One advantage of the panoramic X-ray is its ease of use. Unlike other X-rays where the film is placed inside the patient’s mouth, the panoramic film is contained in a machine that moves around the patient’s head. Some people may be familiar with the panoramic X-ray because it is usually taken when the wisdom teeth are being evaluated. The X-ray will also reveal deep cavities and dental gum disease, but it is not as precise as bitewing or periapical X-rays. The panoramic X-ray has many other applications, including evaluating patients with past or present TMJ or jaw joint problems; those who require full or partial removable dentures, dental implants or dental braces; those who are at risk or suspected of having oral cancer symptoms or other tumors of the jaw, have impacted teeth (especially impacted wisdom teeth) or have had any recent trauma to the face or teeth (i.e. can help identify a fractured jaw); and for those who can not tolerate other types of films (severe gaggers).

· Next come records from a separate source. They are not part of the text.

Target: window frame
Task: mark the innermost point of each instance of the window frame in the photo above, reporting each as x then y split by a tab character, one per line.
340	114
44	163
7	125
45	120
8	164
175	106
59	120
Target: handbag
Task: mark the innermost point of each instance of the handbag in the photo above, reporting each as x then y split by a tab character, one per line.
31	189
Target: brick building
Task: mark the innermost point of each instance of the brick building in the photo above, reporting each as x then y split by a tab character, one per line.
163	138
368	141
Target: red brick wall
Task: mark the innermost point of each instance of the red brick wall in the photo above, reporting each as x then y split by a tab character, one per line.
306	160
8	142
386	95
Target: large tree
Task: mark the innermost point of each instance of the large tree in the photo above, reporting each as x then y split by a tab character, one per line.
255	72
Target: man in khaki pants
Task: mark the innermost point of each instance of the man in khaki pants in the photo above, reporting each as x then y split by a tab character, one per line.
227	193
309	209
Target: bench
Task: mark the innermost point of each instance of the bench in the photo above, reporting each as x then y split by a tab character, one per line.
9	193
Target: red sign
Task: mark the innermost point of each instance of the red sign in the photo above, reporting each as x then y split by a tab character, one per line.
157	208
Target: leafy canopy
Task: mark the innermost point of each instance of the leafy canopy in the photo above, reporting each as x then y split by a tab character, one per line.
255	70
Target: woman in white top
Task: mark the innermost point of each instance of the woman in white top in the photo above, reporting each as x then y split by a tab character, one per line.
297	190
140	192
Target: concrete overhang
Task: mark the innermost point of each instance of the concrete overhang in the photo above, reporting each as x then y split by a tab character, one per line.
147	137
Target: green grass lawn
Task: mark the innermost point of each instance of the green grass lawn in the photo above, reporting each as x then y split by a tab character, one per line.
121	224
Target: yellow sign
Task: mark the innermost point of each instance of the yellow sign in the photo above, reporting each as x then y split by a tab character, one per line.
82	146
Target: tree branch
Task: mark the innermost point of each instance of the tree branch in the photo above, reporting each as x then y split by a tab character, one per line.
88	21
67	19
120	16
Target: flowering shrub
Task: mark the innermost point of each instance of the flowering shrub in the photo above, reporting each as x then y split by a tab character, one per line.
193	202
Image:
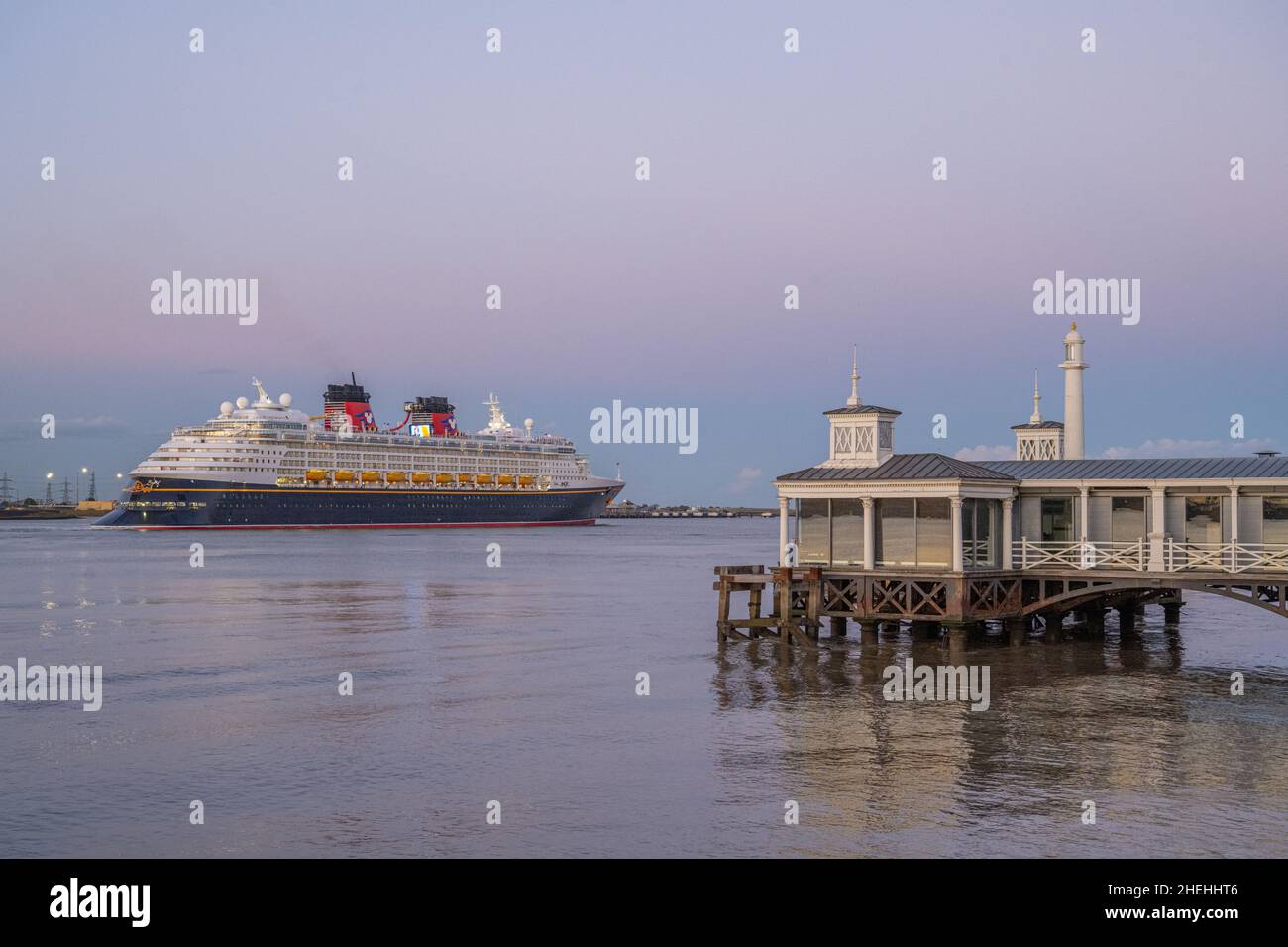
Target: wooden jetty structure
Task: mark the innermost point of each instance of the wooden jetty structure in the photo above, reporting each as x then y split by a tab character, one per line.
939	543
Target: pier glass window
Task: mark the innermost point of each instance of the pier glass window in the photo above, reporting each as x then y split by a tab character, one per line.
1274	519
1127	518
979	532
848	532
913	532
812	534
1057	519
1203	519
934	532
897	532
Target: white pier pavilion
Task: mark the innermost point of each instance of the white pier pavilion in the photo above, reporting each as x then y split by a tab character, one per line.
872	509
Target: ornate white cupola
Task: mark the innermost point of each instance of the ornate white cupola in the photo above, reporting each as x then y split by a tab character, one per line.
861	434
1038	440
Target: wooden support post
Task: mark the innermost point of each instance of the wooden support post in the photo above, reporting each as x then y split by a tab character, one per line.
1127	618
722	612
957	635
784	599
1018	628
1054	625
814	600
928	630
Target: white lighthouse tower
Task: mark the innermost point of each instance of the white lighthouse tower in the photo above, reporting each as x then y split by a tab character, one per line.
1073	368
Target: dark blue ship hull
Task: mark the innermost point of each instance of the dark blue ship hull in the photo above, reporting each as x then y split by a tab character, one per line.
204	504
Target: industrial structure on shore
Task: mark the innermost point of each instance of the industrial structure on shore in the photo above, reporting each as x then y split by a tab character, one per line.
879	536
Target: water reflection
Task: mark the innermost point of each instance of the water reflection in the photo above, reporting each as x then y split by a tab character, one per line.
1122	722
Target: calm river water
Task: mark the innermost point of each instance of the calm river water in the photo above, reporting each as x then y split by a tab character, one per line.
518	684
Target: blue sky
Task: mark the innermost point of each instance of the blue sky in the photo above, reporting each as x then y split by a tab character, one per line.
768	169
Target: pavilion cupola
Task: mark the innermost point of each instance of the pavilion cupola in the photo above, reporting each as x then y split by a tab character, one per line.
1038	440
861	434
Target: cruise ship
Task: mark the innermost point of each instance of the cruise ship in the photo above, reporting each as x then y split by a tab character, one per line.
265	464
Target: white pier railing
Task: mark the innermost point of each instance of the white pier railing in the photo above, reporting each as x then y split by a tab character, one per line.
1229	557
1177	557
1081	556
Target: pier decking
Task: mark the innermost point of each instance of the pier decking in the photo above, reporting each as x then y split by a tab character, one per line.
790	603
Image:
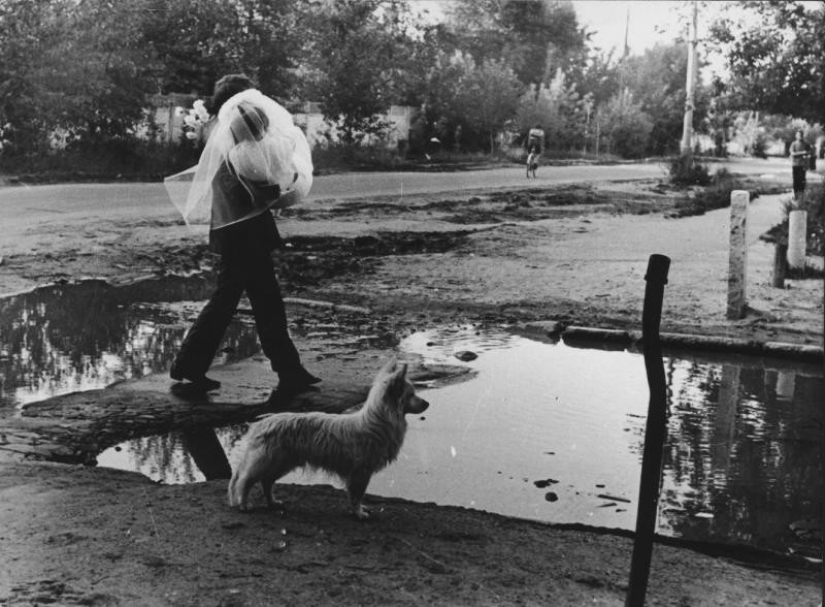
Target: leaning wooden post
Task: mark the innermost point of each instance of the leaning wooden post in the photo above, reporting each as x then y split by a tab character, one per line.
780	264
737	269
655	431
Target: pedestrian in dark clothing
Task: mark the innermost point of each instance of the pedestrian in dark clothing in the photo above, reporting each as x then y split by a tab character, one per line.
243	230
799	153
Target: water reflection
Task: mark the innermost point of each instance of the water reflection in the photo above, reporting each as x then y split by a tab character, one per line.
554	433
545	431
66	338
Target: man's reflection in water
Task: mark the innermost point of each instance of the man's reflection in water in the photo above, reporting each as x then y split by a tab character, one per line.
203	445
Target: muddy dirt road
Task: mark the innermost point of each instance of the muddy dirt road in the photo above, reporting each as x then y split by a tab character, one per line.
481	247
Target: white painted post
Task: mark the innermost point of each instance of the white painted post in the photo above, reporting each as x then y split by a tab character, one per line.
797	238
737	268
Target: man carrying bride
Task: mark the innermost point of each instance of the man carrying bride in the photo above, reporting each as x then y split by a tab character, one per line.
255	161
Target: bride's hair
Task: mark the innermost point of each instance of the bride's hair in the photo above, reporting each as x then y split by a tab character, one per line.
227	87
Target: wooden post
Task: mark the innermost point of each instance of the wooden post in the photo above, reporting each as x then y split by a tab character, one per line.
780	265
655	432
738	266
797	238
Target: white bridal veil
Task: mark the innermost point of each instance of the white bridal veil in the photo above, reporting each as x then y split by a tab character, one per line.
255	139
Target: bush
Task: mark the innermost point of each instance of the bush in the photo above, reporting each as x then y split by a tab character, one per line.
131	159
341	156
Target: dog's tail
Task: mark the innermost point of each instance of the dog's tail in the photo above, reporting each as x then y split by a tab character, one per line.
231	494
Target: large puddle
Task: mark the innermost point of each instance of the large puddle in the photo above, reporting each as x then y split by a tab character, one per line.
543	431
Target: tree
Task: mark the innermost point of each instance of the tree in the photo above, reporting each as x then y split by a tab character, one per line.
348	67
657	81
72	66
534	37
487	97
625	126
559	111
776	57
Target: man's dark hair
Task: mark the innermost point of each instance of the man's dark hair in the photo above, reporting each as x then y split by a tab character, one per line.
229	86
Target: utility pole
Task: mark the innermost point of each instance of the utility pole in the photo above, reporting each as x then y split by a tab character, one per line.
687	130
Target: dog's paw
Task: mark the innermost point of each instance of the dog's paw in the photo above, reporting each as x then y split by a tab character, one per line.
361	512
276	504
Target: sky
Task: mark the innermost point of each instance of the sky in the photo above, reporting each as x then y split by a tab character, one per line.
650	21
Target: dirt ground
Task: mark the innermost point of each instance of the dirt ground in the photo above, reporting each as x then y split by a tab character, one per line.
576	255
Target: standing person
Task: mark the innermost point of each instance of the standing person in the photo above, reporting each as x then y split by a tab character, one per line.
799	152
255	160
532	163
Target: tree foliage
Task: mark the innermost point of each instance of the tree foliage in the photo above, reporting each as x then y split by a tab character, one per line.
776	56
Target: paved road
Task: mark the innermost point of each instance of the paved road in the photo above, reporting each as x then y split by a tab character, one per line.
24	207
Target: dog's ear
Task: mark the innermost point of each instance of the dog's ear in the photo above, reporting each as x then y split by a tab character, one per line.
398	379
389	368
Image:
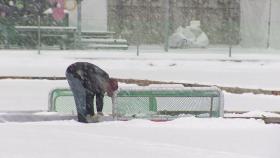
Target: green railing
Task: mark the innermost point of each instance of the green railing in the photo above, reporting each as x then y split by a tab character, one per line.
150	102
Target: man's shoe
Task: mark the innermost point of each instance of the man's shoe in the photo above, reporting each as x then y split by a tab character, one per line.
92	119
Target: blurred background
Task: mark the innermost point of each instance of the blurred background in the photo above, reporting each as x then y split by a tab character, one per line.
120	24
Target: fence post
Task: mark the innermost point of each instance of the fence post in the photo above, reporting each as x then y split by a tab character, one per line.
166	25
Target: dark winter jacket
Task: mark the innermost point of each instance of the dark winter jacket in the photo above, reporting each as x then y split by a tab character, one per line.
93	78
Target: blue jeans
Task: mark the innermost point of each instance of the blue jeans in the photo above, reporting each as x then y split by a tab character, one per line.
83	100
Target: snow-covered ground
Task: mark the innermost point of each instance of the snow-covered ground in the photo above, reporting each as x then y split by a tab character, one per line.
186	137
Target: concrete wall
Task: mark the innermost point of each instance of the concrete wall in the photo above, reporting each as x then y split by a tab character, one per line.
94	15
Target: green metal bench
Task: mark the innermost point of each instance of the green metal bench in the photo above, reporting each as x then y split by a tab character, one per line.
150	102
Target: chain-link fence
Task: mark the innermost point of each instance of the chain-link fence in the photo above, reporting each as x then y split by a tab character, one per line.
143	21
169	23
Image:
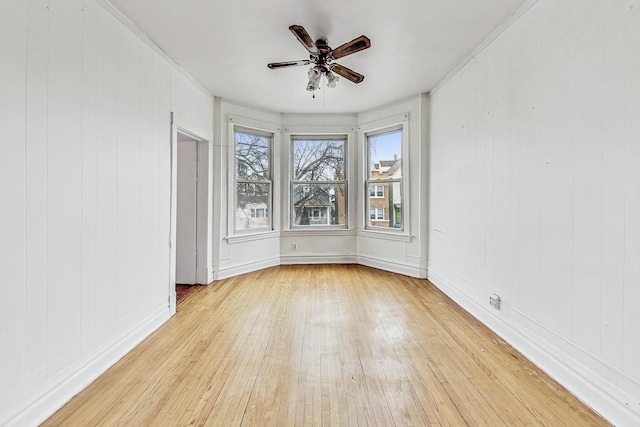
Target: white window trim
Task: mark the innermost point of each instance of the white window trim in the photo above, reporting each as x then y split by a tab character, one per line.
320	136
235	122
401	122
375	191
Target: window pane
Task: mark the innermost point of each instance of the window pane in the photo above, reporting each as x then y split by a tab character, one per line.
385	156
252	156
384	178
319	204
318	160
387	211
253	205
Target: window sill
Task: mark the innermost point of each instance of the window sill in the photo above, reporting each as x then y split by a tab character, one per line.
387	235
318	230
252	237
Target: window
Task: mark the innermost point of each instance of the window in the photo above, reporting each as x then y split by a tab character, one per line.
253	179
376	191
384	179
259	213
318	184
376	214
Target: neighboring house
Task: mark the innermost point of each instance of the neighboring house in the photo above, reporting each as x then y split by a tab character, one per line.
253	215
385	199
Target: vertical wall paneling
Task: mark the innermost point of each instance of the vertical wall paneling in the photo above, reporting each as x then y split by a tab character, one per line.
162	176
552	107
631	356
13	15
145	198
526	51
613	180
89	172
128	153
106	175
64	184
556	176
587	175
36	125
85	172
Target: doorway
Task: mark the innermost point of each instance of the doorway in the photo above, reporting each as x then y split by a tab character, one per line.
190	225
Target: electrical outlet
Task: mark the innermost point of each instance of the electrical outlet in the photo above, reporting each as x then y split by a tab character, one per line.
494	300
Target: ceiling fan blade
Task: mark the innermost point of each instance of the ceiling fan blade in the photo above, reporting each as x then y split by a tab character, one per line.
355	45
275	65
304	38
347	73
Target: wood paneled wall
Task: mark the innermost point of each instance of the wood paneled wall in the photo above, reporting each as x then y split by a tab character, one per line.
84	187
535	192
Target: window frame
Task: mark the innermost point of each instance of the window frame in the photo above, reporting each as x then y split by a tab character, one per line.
344	138
235	128
375	191
368	182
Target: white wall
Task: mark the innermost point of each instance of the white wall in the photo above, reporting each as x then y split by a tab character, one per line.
535	194
84	184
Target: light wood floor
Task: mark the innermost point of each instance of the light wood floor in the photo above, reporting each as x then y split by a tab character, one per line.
329	345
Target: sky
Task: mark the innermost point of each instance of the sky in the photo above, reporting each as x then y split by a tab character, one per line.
386	145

The panoramic X-ray can also identify some not so common problems, such as calcification within the carotid artery that may indicate the potential for a stroke. In one unusually situation, I can recall a patient who mentioned that he had suffered for years with recurrent sinus infections. I took a panoramic X-ray that revealed an infected tooth–upside-down and stuck in his sinus!
The panoramic X-ray is an important part of a thorough dental examination. I usually recommend a panoramic X-ray once every five to seven years for most patients. Although the panoramic X-ray does not provide as much detail when evaluating the teeth and gums as other dental X-rays, it can pick-up potential problems that the other x-rays cannot.